Having written main.rs, we can use the cargo run command to do everything needed to set it running: fetching the needed crates, compiling them, building our own program, linking everything together, and starting it up:

At this point, we can visit the given URL in our browser and see the page shown earlier in Figure 2-1.

Unfortunately, clicking Compute GCD doesn’t do anything, other than navigate our browser to a blank page. Let’s fix that next, by adding another route to our App to handle the POST request from our form.

It’s finally time to use the serde crate we listed in our Cargo.toml file: it provides a handy tool that will help us process the form data. First, we’ll need to add the following use directive to the top of src/main.rs:

1	use serde::Deserialize;

Rust programmers typically gather all their use declarations together toward the top of the file, but this isn’t strictly necessary: Rust allows declarations to occur in any order, as long as they appear at the appropriate level of nesting.

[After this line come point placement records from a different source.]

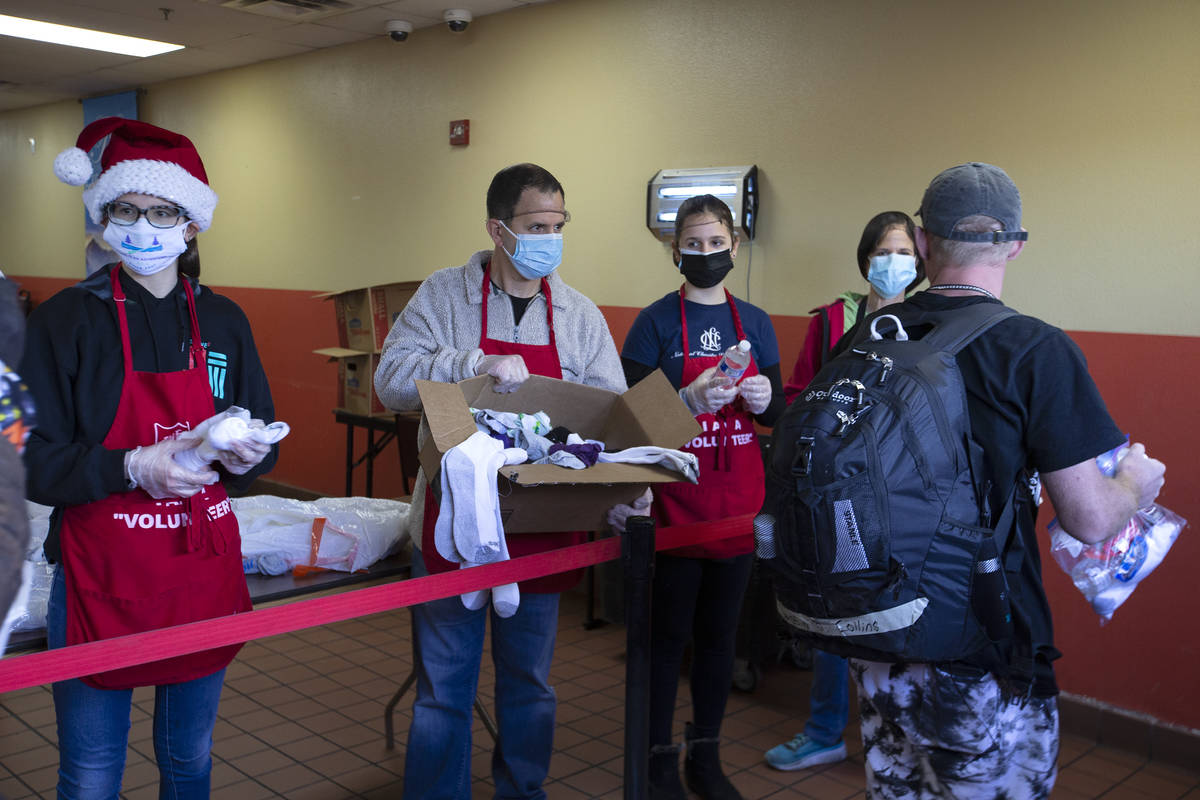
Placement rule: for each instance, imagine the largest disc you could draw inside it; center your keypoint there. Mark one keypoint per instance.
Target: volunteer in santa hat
(120, 366)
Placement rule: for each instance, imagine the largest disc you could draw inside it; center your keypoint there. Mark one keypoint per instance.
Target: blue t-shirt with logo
(655, 338)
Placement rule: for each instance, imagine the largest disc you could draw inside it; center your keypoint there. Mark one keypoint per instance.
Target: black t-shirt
(1032, 407)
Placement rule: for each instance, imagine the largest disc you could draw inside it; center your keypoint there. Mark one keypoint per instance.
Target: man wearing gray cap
(988, 727)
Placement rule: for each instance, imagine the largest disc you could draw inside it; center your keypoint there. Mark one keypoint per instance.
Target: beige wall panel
(334, 168)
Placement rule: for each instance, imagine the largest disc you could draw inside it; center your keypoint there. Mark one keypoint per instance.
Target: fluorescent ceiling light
(725, 190)
(91, 40)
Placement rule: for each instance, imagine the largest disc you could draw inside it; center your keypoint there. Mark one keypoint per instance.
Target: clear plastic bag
(277, 533)
(1109, 571)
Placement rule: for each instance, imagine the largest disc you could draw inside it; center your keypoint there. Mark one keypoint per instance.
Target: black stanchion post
(637, 559)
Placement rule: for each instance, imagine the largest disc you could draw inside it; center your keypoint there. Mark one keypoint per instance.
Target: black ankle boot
(664, 774)
(702, 765)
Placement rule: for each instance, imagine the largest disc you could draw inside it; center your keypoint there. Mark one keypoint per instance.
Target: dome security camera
(457, 19)
(399, 29)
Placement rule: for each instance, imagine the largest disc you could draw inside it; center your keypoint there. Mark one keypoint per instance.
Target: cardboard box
(355, 380)
(545, 497)
(365, 316)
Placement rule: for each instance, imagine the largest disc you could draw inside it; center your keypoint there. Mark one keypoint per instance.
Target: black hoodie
(73, 366)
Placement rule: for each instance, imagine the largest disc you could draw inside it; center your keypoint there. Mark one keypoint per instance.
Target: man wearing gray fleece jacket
(507, 313)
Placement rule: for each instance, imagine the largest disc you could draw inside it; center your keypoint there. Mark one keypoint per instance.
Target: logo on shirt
(219, 367)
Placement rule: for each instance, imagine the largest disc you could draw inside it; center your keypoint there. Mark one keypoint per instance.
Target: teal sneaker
(802, 752)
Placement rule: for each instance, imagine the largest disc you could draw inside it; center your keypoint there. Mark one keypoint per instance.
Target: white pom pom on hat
(73, 167)
(115, 156)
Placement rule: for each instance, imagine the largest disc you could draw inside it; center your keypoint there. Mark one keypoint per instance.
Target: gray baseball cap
(969, 190)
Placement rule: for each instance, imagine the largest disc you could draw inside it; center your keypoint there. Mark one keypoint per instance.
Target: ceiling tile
(313, 35)
(15, 98)
(371, 20)
(256, 48)
(215, 37)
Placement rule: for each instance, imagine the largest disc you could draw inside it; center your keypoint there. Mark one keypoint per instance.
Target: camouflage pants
(930, 734)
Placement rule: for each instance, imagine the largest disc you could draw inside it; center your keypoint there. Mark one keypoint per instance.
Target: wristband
(129, 473)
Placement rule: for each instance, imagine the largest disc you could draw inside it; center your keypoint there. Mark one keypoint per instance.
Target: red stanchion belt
(94, 657)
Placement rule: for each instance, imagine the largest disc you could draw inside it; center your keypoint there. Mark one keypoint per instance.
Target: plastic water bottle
(765, 536)
(989, 594)
(733, 365)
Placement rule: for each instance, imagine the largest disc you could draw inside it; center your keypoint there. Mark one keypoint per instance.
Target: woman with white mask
(888, 260)
(124, 367)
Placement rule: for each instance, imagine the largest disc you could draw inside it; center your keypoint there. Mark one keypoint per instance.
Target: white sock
(443, 529)
(474, 600)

Next, let’s define a Rust structure type that represents the values we expect from our form:


#[derive(Deserialize)]
struct GcdParameters {
    n: u64,
    m: u64,
}

This defines a new type named GcdParameters that has two fields, n and m, each of which is a u64—the argument type our gcd function expects.

The annotation above the struct definition is an attribute, like the #[test] attribute we used earlier to mark test functions. Placing a #[derive(Deserialize)] attribute above a type definition tells the serde crate to examine the type when the program is compiled and automatically generate code to parse a value of this type from data in the format that HTML forms use for POST requests. In fact, that attribute is sufficient to let you parse a GcdParameters value from almost any sort of structured data: JSON, YAML, TOML, or any one of a number of other textual and binary formats. The serde crate also provides a Serialize attribute that generates code to do the reverse, taking Rust values and writing them out in a structured format.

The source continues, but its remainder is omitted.